PRESIDENT Boris Yeltsin was reported to have celebrated the first 100 days of his second term in office with a short walk, writes Seamus Martin from Moscow.
Sources said he is likely to leave hospital at the end of next week.
Little has been seen of Mr Yeltsin since his election in July when it was announced he was suffering from a sore throat.
The only photograph since his quintuple bypass operation two weeks ago was published at the weekend. Saturday's edition of the liberal newspaper Segodnya carried a picture of the President with his wife, Naina, and his granddaughter, Masha, drinking tea in the central clinical hospital in Moscow.
Mr Yeltsin appeared to have lost weight and was less puffy about the eyes than in photographs taken before the operation but looked somewhat frail.
Dr Sergei Mironov, the chief of the Kremlin medical centre, said Mr Yeltsin would probably be moved to the Baivikha sanatorium, outside Moscow, on Thursday or Friday and would hold talks, which might be televised, with the Prime Minister, Mr Viktor Chernomyrdin, tomorrow.
The surgeon who performed Mr Yeltsin's bypass operation, Prof Renat Akchurin, said the scarred tissue which was evident on Mr Yeltsin's heart, supported his earlier suggestion that Mr Yeltsin had suffered a heart attack towards the end of his election campaign earlier this year.

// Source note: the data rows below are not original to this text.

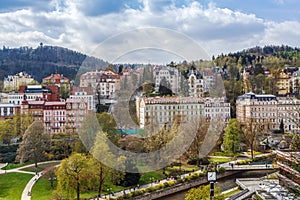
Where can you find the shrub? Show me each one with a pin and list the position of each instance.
(150, 189)
(221, 170)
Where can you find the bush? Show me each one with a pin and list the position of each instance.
(221, 170)
(150, 189)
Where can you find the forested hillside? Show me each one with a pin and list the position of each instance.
(45, 60)
(271, 57)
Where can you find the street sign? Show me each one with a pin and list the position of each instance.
(211, 176)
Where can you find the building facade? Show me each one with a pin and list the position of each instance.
(104, 83)
(8, 110)
(57, 117)
(12, 82)
(196, 84)
(162, 110)
(86, 94)
(171, 75)
(268, 111)
(33, 93)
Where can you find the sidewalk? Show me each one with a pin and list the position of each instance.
(26, 194)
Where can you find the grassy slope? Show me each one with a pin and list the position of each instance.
(12, 185)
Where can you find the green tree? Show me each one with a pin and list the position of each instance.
(232, 136)
(203, 193)
(7, 130)
(295, 143)
(34, 144)
(103, 162)
(71, 175)
(281, 126)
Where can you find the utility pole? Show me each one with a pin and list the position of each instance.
(211, 177)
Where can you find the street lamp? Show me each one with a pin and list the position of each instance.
(151, 180)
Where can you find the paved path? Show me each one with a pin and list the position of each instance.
(19, 169)
(26, 194)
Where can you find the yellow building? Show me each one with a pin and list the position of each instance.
(283, 83)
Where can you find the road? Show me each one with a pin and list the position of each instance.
(26, 194)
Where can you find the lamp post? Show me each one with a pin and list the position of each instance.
(211, 177)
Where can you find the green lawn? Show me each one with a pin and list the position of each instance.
(232, 193)
(13, 165)
(145, 178)
(254, 153)
(12, 185)
(40, 167)
(219, 160)
(42, 190)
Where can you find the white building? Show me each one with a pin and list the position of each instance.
(268, 111)
(196, 84)
(217, 108)
(8, 110)
(76, 110)
(104, 82)
(162, 110)
(54, 117)
(17, 98)
(86, 94)
(12, 82)
(295, 82)
(209, 79)
(171, 75)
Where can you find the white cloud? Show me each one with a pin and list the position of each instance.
(71, 24)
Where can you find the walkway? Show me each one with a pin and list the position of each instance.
(248, 167)
(26, 194)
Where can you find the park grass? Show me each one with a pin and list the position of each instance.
(40, 167)
(12, 185)
(42, 189)
(233, 192)
(146, 177)
(16, 165)
(219, 160)
(255, 153)
(227, 154)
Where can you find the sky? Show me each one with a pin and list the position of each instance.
(106, 28)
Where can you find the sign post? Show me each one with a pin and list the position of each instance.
(211, 177)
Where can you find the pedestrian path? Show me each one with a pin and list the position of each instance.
(26, 194)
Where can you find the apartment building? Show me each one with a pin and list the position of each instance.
(8, 110)
(171, 75)
(295, 82)
(162, 110)
(54, 117)
(58, 116)
(268, 111)
(12, 82)
(76, 109)
(106, 83)
(196, 84)
(86, 94)
(33, 93)
(283, 83)
(56, 79)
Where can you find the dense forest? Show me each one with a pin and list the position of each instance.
(45, 60)
(271, 57)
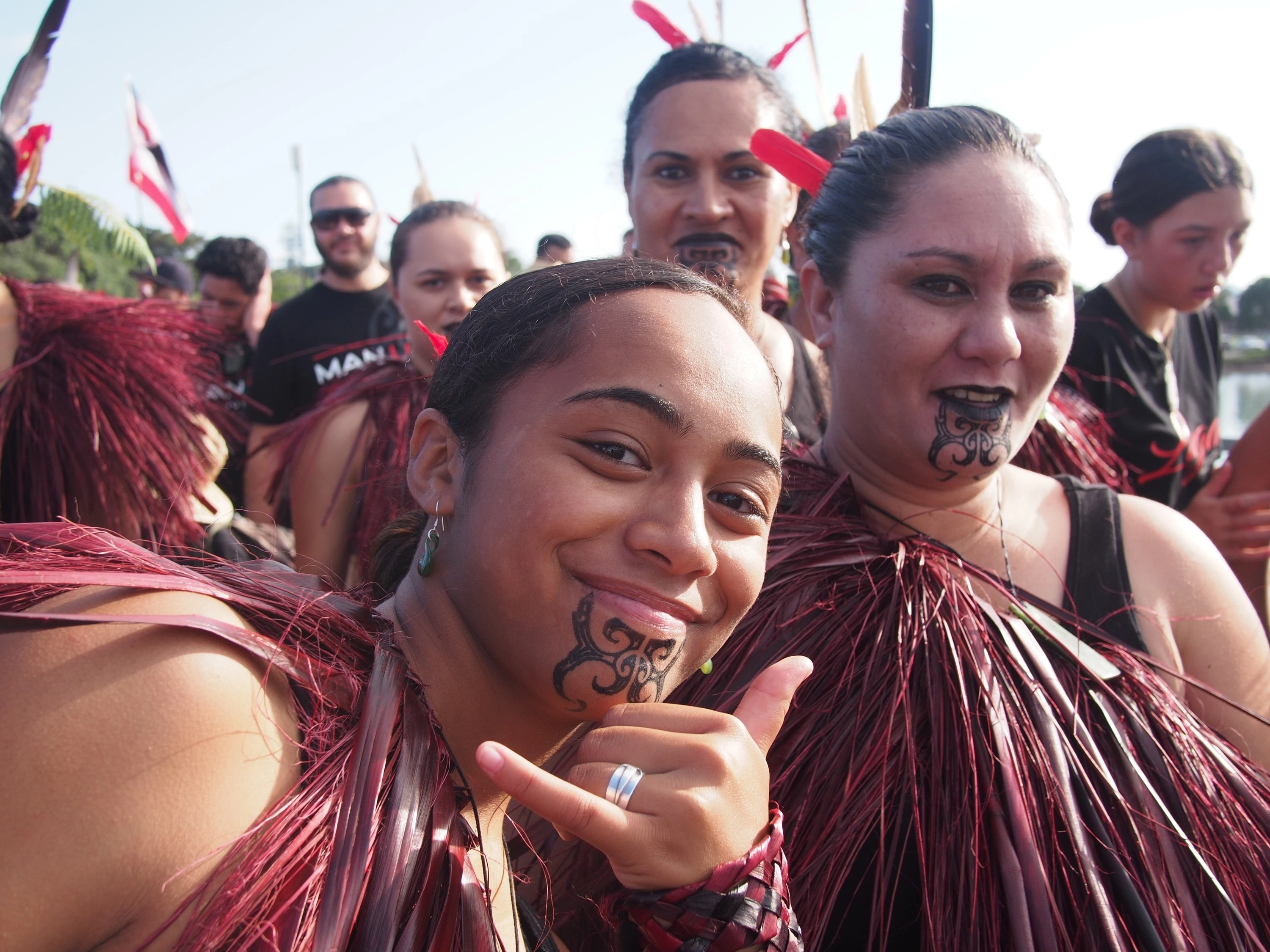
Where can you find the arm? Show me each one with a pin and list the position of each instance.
(1195, 616)
(328, 469)
(258, 473)
(134, 756)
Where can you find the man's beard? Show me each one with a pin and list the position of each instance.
(347, 270)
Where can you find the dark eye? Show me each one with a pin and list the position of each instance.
(1035, 292)
(943, 286)
(737, 502)
(618, 452)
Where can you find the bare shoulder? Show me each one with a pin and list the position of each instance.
(134, 756)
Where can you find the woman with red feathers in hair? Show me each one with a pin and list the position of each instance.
(343, 462)
(1038, 718)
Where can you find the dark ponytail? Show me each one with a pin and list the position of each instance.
(520, 325)
(865, 186)
(1164, 169)
(12, 226)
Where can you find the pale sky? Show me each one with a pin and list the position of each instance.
(519, 106)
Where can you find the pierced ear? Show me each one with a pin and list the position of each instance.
(1127, 235)
(435, 470)
(820, 297)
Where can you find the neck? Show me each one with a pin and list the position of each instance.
(1154, 318)
(966, 517)
(472, 697)
(367, 280)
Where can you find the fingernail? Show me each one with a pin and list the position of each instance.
(489, 758)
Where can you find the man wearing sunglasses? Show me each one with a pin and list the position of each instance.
(342, 324)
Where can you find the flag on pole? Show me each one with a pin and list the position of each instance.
(148, 169)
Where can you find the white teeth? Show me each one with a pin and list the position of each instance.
(975, 396)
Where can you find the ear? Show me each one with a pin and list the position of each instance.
(820, 296)
(435, 471)
(790, 205)
(1128, 237)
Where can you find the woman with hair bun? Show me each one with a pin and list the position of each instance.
(1149, 348)
(345, 460)
(1038, 715)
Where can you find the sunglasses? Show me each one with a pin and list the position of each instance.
(329, 219)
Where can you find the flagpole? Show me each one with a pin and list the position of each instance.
(300, 212)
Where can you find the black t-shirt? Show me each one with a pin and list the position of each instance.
(1126, 374)
(317, 338)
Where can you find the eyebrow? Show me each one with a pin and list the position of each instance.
(745, 450)
(971, 261)
(660, 408)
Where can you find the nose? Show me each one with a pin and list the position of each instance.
(990, 337)
(674, 534)
(708, 202)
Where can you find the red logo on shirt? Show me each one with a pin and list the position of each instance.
(1188, 457)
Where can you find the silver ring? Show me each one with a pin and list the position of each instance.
(623, 784)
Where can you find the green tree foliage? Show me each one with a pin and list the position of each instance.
(102, 267)
(1255, 306)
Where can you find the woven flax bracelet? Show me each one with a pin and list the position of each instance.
(743, 903)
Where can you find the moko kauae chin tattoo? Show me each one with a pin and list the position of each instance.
(620, 660)
(972, 429)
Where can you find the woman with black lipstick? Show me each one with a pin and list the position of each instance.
(345, 460)
(699, 196)
(1149, 347)
(233, 759)
(1038, 710)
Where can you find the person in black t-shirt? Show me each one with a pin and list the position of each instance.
(234, 296)
(342, 324)
(1147, 347)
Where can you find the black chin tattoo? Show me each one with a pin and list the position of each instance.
(629, 662)
(968, 433)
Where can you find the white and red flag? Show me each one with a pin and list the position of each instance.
(148, 169)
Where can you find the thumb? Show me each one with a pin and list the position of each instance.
(764, 707)
(1218, 482)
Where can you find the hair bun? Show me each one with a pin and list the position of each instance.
(1102, 217)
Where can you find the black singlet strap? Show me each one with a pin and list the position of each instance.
(1098, 578)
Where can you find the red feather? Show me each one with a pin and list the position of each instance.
(437, 341)
(27, 146)
(780, 58)
(657, 19)
(795, 162)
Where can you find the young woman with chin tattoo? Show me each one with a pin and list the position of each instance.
(232, 758)
(1038, 707)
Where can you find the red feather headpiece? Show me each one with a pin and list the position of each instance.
(793, 160)
(658, 21)
(780, 58)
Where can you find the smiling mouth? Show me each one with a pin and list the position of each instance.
(978, 404)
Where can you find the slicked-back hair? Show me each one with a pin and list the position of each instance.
(524, 324)
(704, 61)
(1164, 169)
(865, 187)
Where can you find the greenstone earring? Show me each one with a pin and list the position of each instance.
(430, 550)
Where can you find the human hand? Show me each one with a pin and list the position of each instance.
(1239, 525)
(704, 798)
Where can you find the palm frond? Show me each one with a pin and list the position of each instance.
(92, 223)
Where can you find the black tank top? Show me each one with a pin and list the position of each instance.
(1098, 587)
(1098, 578)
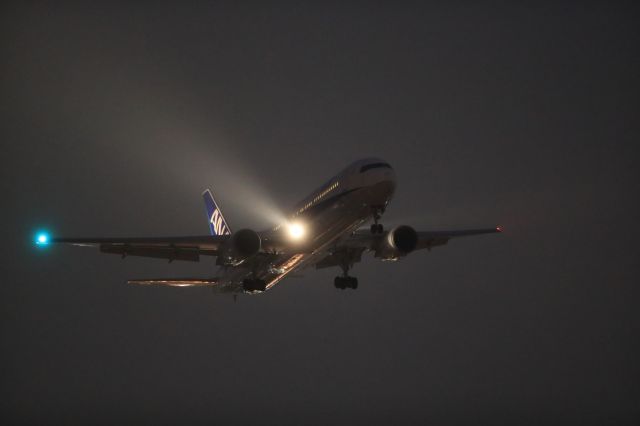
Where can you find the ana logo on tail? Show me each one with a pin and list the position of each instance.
(218, 223)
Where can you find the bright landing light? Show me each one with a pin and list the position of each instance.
(296, 231)
(42, 239)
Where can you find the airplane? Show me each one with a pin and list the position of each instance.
(321, 231)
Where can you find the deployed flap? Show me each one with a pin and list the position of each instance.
(217, 224)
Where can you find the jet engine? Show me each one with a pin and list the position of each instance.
(398, 242)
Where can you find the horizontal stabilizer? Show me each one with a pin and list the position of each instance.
(177, 282)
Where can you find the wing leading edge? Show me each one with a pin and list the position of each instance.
(170, 248)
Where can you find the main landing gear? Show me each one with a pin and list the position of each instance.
(377, 228)
(345, 282)
(251, 285)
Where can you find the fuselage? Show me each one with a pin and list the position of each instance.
(333, 211)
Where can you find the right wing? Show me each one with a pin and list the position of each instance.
(170, 248)
(350, 250)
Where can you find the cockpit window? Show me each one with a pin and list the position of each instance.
(374, 166)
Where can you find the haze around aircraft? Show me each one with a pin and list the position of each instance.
(321, 231)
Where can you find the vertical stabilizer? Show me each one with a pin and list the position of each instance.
(217, 224)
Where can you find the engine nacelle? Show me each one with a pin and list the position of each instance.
(245, 243)
(397, 243)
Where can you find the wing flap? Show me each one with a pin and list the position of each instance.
(170, 248)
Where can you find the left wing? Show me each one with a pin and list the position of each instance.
(171, 248)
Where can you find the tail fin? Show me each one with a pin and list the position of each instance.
(217, 224)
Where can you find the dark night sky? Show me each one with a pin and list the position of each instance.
(115, 118)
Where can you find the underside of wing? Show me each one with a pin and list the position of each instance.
(170, 248)
(176, 282)
(391, 245)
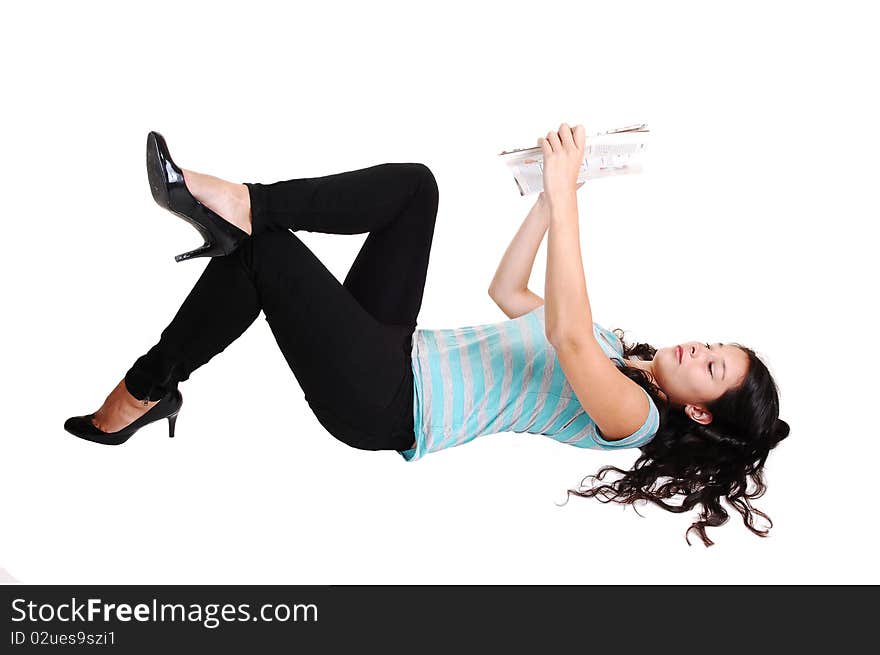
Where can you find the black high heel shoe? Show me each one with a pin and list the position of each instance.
(169, 191)
(168, 407)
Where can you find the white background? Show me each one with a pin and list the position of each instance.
(755, 222)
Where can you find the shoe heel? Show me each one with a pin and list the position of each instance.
(208, 249)
(171, 421)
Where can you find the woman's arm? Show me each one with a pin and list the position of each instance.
(509, 287)
(568, 316)
(617, 405)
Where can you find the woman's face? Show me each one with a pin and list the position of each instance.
(695, 373)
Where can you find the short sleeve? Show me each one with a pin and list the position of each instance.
(638, 438)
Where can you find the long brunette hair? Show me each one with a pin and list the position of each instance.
(701, 463)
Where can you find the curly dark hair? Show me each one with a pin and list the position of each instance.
(702, 463)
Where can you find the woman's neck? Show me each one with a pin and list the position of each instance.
(648, 367)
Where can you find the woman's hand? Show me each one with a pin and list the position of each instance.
(563, 155)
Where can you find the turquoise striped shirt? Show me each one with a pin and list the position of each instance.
(503, 377)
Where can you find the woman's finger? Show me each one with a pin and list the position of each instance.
(545, 146)
(565, 136)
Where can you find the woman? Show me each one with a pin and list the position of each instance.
(705, 416)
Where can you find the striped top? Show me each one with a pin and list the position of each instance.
(503, 377)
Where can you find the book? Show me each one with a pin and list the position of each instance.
(613, 152)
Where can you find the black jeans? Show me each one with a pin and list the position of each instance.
(347, 344)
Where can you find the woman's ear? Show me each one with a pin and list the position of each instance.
(699, 414)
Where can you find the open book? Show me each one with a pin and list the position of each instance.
(614, 152)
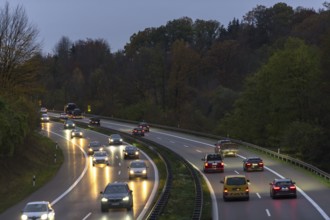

On his return to full time work Mr Yeltsin will face a welter of corruption charges against his closest colleagues. Moskovsky Komsomolets, the country's most popular newspaper, claimed on Thursday that the Kremlin chief of staff, Mr Anatoly Chubais, and the Deputy Prime Minister, Mr Viktor Ilyushin, had tried to block an investigation on the removal of $500,000 (£300,000) of government funds for use in the re election campaign. Both men have denied the charges.